Where does money come from?

The Buddhist hit on this issue is that $ comes from being generous. I don't think you need to believe in karma to appreciate this fact. I would use 'generous' in its most broad as well as its most specific meaning. If you want more money give some away. And 'generous' doesn't just mean with money, but with your time, your interest, your love and compassion.

If this is a fact of how things work, then our pinching pennies about social security and aid for people in need will have to have the effect of bringing us closer to national bankruptcy. It has to. There are laws at work here. If you throw a book out a second floor window, it will invariably fall towards the earth. Why? Because it is a law of physics. It would not happen some of the time, it will happen every time.

There are laws of attraction. "Everybody loves a lover." If a person is on cloud nine, seeing everything as lovely and loving, they bring a smile to people's faces. People want to be near them, hang out with them, pick up a little of that glow. It just works that way.


In his very famous and often quoted prayer, Saint Francis says:
  
          Lord, make me an instrument of your peace. 
          Where there is hatred, let me sow love. 
          Where there is injury, pardon. 
          Where there is doubt, faith.
Where there is despair, hope.
Where there is sadness, joy.
O Divine Master,
grant that I may not so much seek to be consoled, as to console;
to be understood, as to understand;
to be loved, as to love.
For it is in giving that we receive.
It is in pardoning that we are pardoned,
and it is in dying that we are born to Eternal Life.
Amen.
"For it is in giving that we receive." Haven't you had that experience? Once my kids and I were in a village in the Highlands of Guatemala during the troubles. (war) The road to this village was cut off. There was little food to be had, especially for those without money. I searched the market and found some old packages of spaghetti covered with dust. I bought them. At least I could feed my kids until the road opened. 

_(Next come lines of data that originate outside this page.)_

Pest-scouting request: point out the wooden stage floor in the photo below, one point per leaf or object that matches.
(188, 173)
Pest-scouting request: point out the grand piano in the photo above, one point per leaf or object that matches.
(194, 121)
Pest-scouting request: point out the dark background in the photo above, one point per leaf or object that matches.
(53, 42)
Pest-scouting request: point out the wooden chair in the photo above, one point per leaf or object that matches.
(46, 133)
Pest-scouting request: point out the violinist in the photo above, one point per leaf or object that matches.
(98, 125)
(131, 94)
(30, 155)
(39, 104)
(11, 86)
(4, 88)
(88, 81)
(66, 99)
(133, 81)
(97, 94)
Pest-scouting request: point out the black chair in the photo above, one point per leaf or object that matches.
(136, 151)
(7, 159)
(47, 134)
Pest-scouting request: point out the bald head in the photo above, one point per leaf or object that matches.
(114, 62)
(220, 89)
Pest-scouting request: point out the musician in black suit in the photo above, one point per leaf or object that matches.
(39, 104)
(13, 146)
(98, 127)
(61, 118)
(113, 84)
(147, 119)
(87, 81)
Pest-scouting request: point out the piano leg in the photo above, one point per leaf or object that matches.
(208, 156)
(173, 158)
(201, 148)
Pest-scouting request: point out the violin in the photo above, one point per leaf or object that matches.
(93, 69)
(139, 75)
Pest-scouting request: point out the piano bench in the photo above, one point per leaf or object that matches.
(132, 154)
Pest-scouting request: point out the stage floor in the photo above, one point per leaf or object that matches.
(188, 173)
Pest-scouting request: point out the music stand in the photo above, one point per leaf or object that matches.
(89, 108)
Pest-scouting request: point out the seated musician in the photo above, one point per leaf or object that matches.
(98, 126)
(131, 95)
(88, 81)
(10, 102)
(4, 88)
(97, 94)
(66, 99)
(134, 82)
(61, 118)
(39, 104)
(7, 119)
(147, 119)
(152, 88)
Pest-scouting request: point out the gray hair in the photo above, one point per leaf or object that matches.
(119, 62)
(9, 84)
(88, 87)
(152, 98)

I brought the food to a nearby family and asked them to cook it. The family immediately gathered firewood and brought a huge caldron of water. The spaghetti went into these gallons of water. Soon someone brought chilies and some one else a few potatoes. The spaghetti soon disappeared into paste thickening the soup. Other bits and pieces of food were thrown in. Not much of anything. But something warm that would make a belly feel better was being created. Many, many people were gathering around. Most brought a cup or a little bowl.

We ate, we sat around the fire, we felt peaceful. When the road opened, everyone wanted to give us something they cooked. We were moving on. I am not crowing about how great we were to share. I never quite understood  how all this came about in fact, but on many levels, giving away ...or sharing, our last bits of food came back 100 fold.

I think the law that if you want something, give it away was working overtime at that moment.